There are a number of posts across the Stack Exchange sites relating to the issue in the title, but none seem to offer that great a solution. This post I guess is a shameless attempt to bump the issue (some of the others are a few years old now) and see if anyone has a good solution to this yet - I'm thinking maybe a proven combination of options supplied to autofs, as oppossed to some workaround/monitoring script.
I just raised this as an issue against SSHFS, but there are apparently no current maintainers ...
To echo the content of the bug report, as I know people prefer not to rely on possibly ephemeral external links:
--------- BEGIN PASTE ---------
I suspect this issue is known/understood, but I can't find an open issue for it.
This has been a problem for me for some time now, and chasing threads on Stack Overflow and the like (search sshfs "Transport endpoint is not connected") suggests to me this is a years old issue that has never been addressed.
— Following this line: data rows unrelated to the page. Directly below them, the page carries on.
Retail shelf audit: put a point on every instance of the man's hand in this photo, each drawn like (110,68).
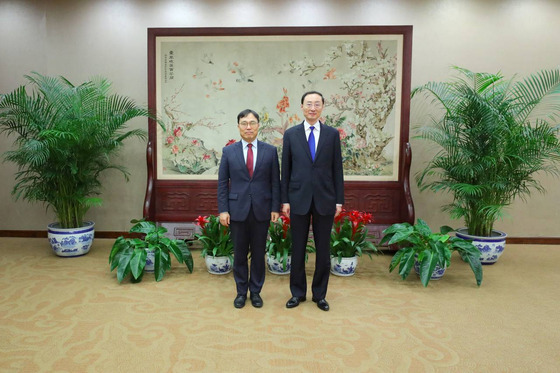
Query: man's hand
(224,219)
(286,209)
(338,210)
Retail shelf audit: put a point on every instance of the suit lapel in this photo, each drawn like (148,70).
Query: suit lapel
(239,156)
(260,156)
(303,140)
(322,140)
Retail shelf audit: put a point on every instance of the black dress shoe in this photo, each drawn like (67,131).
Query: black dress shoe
(239,301)
(256,300)
(321,303)
(294,302)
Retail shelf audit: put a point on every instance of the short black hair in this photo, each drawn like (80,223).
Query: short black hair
(246,112)
(312,93)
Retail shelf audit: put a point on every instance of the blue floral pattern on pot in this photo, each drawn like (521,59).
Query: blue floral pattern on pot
(276,267)
(346,267)
(70,242)
(150,261)
(491,248)
(218,265)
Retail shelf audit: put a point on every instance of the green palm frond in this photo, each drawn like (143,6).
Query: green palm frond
(66,135)
(494,136)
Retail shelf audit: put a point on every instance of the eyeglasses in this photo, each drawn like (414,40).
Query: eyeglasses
(316,105)
(247,124)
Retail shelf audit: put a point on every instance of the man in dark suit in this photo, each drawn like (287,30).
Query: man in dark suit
(312,191)
(248,199)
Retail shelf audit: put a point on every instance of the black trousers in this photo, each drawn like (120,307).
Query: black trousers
(322,225)
(249,236)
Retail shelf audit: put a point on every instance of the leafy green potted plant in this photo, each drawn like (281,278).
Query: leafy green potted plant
(279,246)
(65,137)
(494,136)
(217,246)
(429,253)
(349,239)
(152,253)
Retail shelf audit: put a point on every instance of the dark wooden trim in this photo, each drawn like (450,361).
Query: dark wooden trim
(115,234)
(182,201)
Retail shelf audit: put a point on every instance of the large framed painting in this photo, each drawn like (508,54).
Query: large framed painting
(199,79)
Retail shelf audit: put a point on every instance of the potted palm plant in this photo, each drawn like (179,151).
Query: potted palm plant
(494,136)
(349,240)
(65,137)
(217,246)
(427,252)
(279,246)
(152,253)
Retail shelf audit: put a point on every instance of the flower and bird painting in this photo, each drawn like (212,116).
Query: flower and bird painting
(204,82)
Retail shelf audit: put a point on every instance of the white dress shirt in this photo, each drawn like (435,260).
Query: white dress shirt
(316,132)
(245,148)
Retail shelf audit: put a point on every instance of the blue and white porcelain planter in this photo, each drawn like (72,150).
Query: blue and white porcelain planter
(491,248)
(436,274)
(150,260)
(346,267)
(276,267)
(218,265)
(69,242)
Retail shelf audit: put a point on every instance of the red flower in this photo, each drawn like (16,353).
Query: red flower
(201,221)
(342,133)
(285,220)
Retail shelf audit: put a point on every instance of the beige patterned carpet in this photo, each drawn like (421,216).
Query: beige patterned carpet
(71,315)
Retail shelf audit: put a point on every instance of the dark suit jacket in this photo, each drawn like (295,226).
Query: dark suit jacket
(237,192)
(304,180)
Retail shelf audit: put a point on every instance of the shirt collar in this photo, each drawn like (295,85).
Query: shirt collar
(316,126)
(244,143)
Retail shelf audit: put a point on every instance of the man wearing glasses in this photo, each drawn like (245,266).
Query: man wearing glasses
(248,199)
(312,192)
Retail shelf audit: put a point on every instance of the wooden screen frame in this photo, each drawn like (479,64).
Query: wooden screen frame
(178,202)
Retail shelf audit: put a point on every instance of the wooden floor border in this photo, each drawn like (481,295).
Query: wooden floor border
(115,234)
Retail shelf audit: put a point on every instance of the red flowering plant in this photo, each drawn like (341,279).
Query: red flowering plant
(214,237)
(279,244)
(349,236)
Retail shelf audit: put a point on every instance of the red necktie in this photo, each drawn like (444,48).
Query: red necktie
(250,159)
Whether the fix would be in sshfs or elsewhere I don't know, but I think it's fairly reasonable to expect a reconnection attempt to be made if the reconnect option has been passed and the mount point is no longer available.
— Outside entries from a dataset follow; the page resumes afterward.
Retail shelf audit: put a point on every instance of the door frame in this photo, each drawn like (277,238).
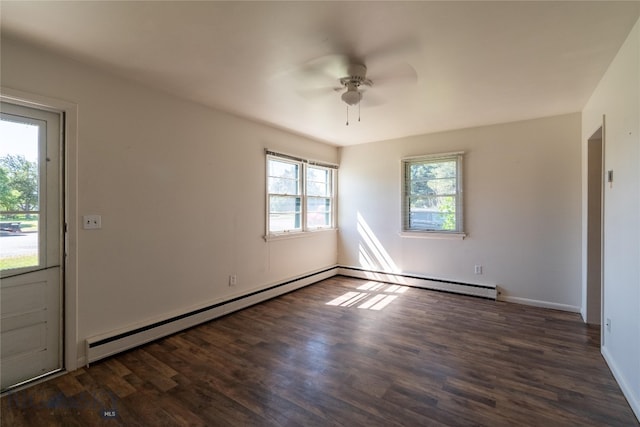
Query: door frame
(69,158)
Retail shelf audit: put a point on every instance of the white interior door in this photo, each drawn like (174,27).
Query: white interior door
(30,244)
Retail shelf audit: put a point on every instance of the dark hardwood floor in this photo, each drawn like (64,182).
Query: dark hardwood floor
(311,358)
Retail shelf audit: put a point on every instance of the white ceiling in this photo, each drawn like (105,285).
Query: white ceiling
(477,62)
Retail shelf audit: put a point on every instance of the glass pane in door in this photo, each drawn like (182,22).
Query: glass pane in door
(19,195)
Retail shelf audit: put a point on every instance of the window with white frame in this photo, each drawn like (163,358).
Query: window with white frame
(432,193)
(300,194)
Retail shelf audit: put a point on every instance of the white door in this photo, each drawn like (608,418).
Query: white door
(30,244)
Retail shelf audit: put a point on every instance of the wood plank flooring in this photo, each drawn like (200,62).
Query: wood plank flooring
(312,358)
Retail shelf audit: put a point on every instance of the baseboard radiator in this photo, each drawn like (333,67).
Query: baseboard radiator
(105,345)
(476,290)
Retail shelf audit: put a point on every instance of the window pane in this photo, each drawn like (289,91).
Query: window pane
(19,195)
(318,212)
(19,241)
(433,213)
(437,186)
(317,174)
(318,188)
(318,182)
(282,169)
(284,204)
(285,213)
(283,186)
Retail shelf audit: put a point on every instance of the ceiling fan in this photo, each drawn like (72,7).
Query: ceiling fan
(349,76)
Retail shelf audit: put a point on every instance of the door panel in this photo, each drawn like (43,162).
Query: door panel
(30,244)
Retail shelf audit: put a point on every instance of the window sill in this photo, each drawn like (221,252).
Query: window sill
(433,235)
(297,234)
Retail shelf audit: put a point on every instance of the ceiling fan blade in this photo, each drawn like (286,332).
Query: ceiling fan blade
(371,99)
(320,92)
(398,74)
(331,67)
(396,50)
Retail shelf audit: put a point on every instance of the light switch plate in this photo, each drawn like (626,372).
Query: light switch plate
(92,222)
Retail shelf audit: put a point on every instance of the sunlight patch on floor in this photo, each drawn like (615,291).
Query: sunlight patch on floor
(379,295)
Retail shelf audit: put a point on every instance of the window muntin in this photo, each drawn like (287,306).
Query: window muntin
(432,193)
(300,195)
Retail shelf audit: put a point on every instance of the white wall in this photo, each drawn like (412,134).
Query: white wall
(522,209)
(180,188)
(618,98)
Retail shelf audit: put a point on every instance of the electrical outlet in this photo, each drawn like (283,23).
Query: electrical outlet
(92,222)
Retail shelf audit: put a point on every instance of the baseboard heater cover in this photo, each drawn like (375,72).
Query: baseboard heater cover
(105,345)
(470,289)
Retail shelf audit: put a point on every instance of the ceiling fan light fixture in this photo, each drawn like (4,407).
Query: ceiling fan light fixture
(351,97)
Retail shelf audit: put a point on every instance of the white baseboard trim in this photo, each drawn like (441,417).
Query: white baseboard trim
(634,401)
(538,303)
(105,345)
(477,290)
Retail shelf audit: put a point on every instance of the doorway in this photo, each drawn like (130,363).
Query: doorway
(31,244)
(595,183)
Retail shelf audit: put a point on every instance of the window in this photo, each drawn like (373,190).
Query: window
(300,194)
(432,193)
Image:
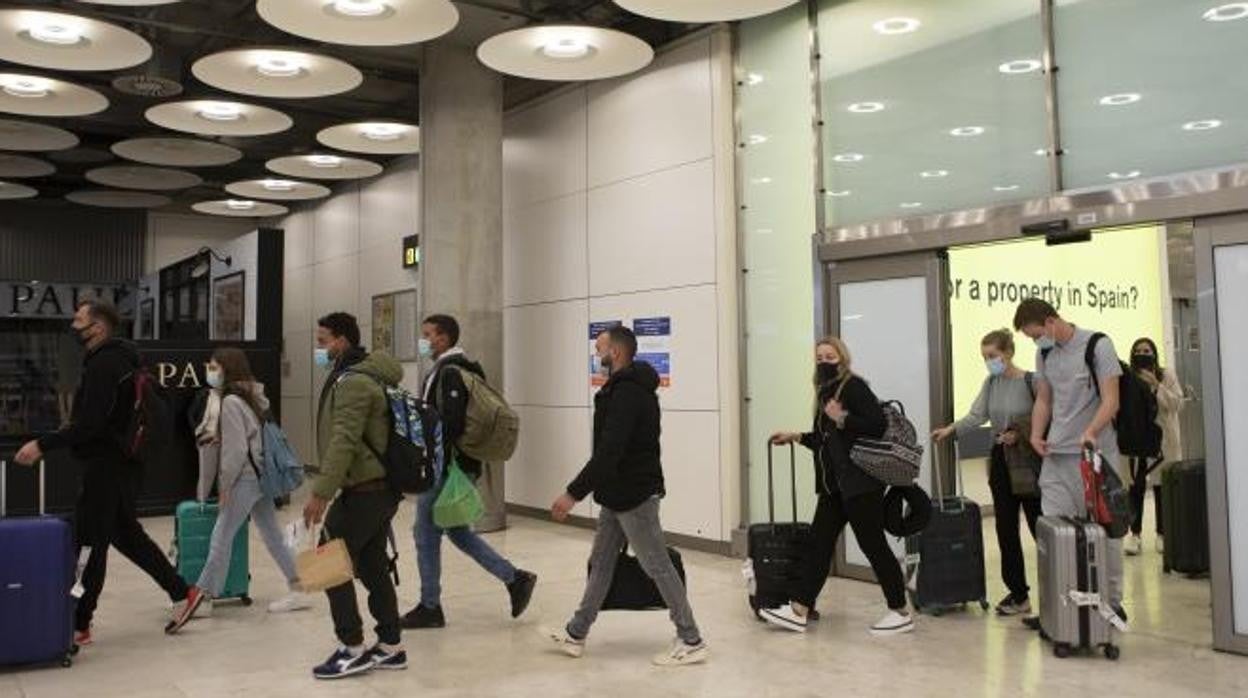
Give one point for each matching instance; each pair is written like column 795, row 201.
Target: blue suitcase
column 36, row 582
The problem appears to be when the mount is still listed under mount
, but there is no process for it under sshfs, e.g.:
Note that while I've changed some users/paths for anonymity, the issue is otherwise exactly as described, i.e. both mount points, the one currently working and the one currently not, are adjacent on both server and client (so you might expect them to either work or fail together, but they don't).
Autofs config:
cat /etc/auto.sshfs
data1 -fstype=fuse,port=22,rw,nodev,nonempty,noatime,allow_other,max_read=65536,reconnect,workaround=all,ServerAliveInterval=15,ServerAliveCountMax=3 :sshfs\#user@server1\:/storage/data1
data2 -fstype=fuse,port=22,rw,nodev,nonempty,noatime,allow_other,max_read=65536,reconnect,workaround=all,ServerAliveInterval=15,ServerAliveCountMax=3 :sshfs\#user@server1\:/storage/data2
Output of mount command:
mount | grep server1
user@server1:/storage/data1 on /mnt/sshfs/data1 type fuse.sshfs (rw,nodev,noatime,user_id=0,group_id=0,allow_other)
user@server1:/storage/data2 on /mnt/sshfs/data2 type fuse.sshfs (rw,nodev,noatime,user_id=0,group_id=0,allow_other)
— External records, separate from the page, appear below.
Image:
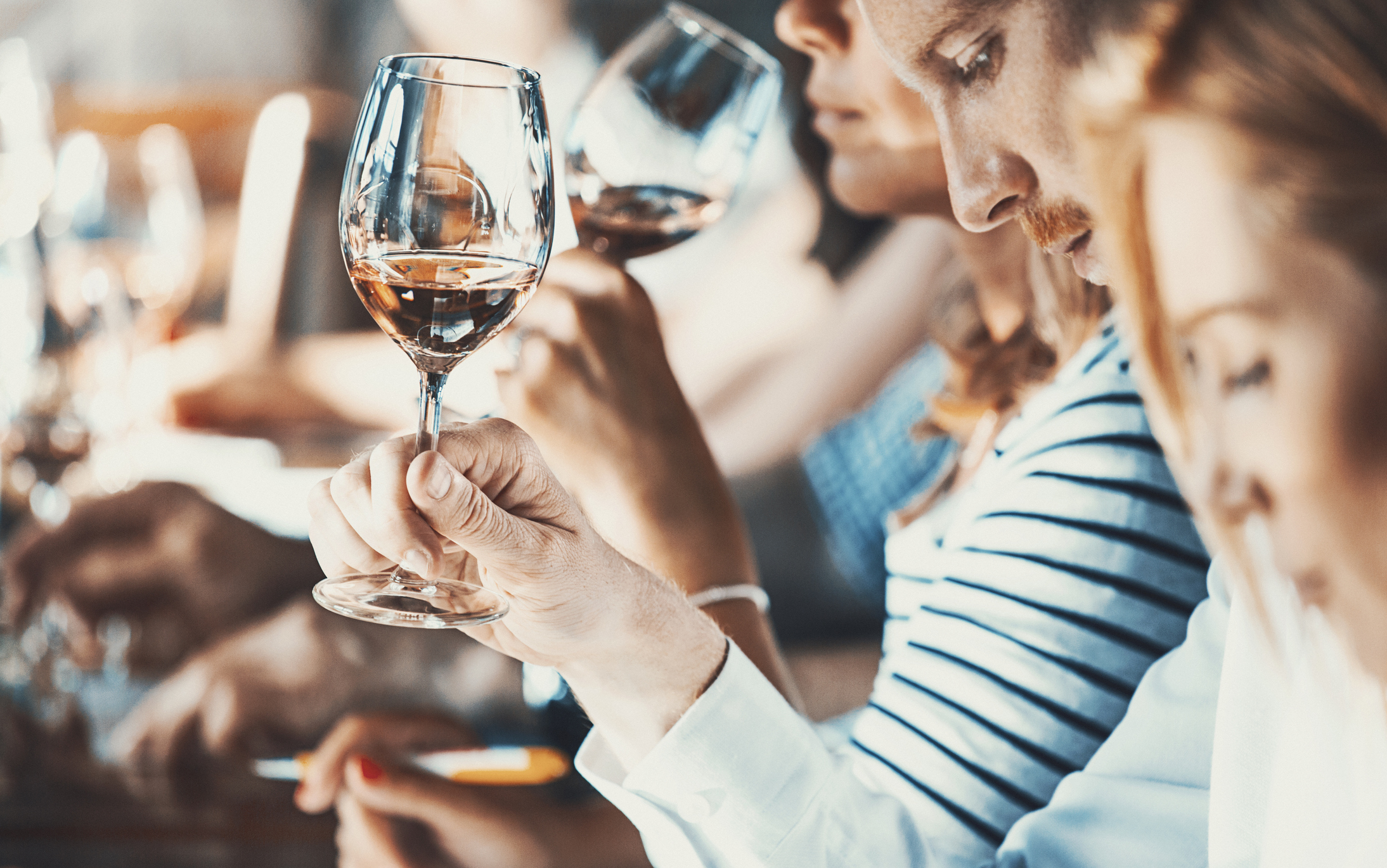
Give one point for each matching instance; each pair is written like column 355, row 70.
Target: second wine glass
column 662, row 139
column 447, row 217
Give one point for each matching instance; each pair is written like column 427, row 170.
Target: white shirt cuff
column 740, row 769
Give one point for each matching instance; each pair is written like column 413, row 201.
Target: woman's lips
column 832, row 122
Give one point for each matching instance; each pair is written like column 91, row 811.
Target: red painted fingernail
column 370, row 770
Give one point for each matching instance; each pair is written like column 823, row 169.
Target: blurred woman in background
column 1241, row 151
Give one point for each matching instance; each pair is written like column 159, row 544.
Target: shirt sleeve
column 744, row 780
column 1144, row 799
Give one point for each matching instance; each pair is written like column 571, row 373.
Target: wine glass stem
column 430, row 409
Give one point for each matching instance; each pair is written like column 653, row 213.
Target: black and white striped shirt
column 1024, row 612
column 1020, row 624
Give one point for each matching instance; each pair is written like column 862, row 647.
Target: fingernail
column 370, row 771
column 416, row 562
column 440, row 479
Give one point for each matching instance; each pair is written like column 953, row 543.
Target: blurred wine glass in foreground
column 662, row 139
column 447, row 217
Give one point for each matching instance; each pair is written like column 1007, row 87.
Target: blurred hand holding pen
column 477, row 766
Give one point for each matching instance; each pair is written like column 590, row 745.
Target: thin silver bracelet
column 733, row 592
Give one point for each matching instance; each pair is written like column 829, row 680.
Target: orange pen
column 486, row 766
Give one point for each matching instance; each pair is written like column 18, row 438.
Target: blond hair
column 1304, row 85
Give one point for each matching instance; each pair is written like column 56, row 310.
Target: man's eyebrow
column 952, row 17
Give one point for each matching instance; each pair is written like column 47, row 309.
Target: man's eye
column 1255, row 376
column 981, row 63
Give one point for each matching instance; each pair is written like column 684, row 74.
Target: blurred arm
column 879, row 318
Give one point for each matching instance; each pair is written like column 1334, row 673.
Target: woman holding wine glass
column 595, row 369
column 447, row 218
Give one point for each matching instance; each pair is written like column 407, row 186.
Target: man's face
column 997, row 75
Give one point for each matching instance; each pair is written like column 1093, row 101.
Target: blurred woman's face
column 884, row 144
column 1286, row 354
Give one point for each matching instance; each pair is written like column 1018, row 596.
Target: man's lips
column 1075, row 246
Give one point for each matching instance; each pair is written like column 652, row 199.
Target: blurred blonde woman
column 1241, row 156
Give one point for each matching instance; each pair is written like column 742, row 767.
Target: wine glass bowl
column 662, row 139
column 446, row 219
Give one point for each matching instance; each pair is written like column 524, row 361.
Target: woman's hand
column 396, row 815
column 624, row 638
column 594, row 388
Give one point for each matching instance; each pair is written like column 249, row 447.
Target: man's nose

Autofs status (note absence of data2 mount point specified above):
user@serverx:/home/user# systemctl status autofs
● autofs.service - Automounts filesystems on demand
Loaded: loaded (/lib/systemd/system/autofs.service; enabled; vendor preset: enabled)
Active: active (running) since Wed 2019-10-23 14:46:52 UTC; 2 months 13 days ago
Main PID: 8524 (automount)
Tasks: 17 (limit: 4915)
Memory: 8.8M
CPU: 18h 19min 6.124s
CGroup: /system.slice/autofs.service
├─8524 /usr/sbin/automount --pid-file /var/run/autofs.pid
├─8718 ssh -X -a -oClearAllForwardings=yes -oport=22 -oServerAliveInterval=15 -oServerAliveCountMax=3 -2 user@server1 -s sftp
└─8755 sshfs user@server1:/storage/data1 /mnt/sshfs/data1 -o rw,nodev,noatime,uid=0,gid=0,port=22,nonempty,allow_other,max_read=65536,reconnect,workaround=[truncated by terminal]
Now, if I umount
/mnt/sshfs/data2, then attempt an ls
of the same directory, the volume is automatically remounted. But without the umount
, ls
(here of the parent directory) yields:
user@serverx:/home/user# ls -l /mnt/sshfs/
ls: cannot access '/mnt/sshfs/data2': Transport endpoint is not connected
total 4
drwxr-xr-x 1 root root 4096 Jul 22 11:46 data1
d????????? ? ? ? ? ? data2
So, why is the volume not remounted automatically, when attempts to access it are returning "not connected" errors?
--------- END PASTE ---------
EDIT:
It occures to me I'm needlessly creating two connections here, when I could in fact just mount parent directory /storage/. But for all I can tell it's not doing any harm (I in fact just mounted a third directory and they're all working fine). Either way, would there perhaps be any advantage having all traffic go through one, parent mount point? Is there any likelihood of conflict between the two (or more) ssh processes (they're command line identical: ssh -X -a -oClearAllForwardings=yes -oport=22 -oServerAliveInterval=15 -oServerAliveCountMax=3 -2 user@server1 -s sftp)?
EDIT:
I've just done a bit of experimenting, killing various elements on client/server, and the only way I can reproduce the problem I'm occasionally seeing is by killing sshfs on the client:
Kill ssh session on server: mount recovers
Kill sftp-server on server: mount recovers
kill ssh session on client: mount recovers
kill sshfs on client: have to manually umount
, after which it again mounts on demand (as problem originally described)
So, without concrete evidence I'll suggest sshfs itself is occasionally exiting. Should autofs handle this?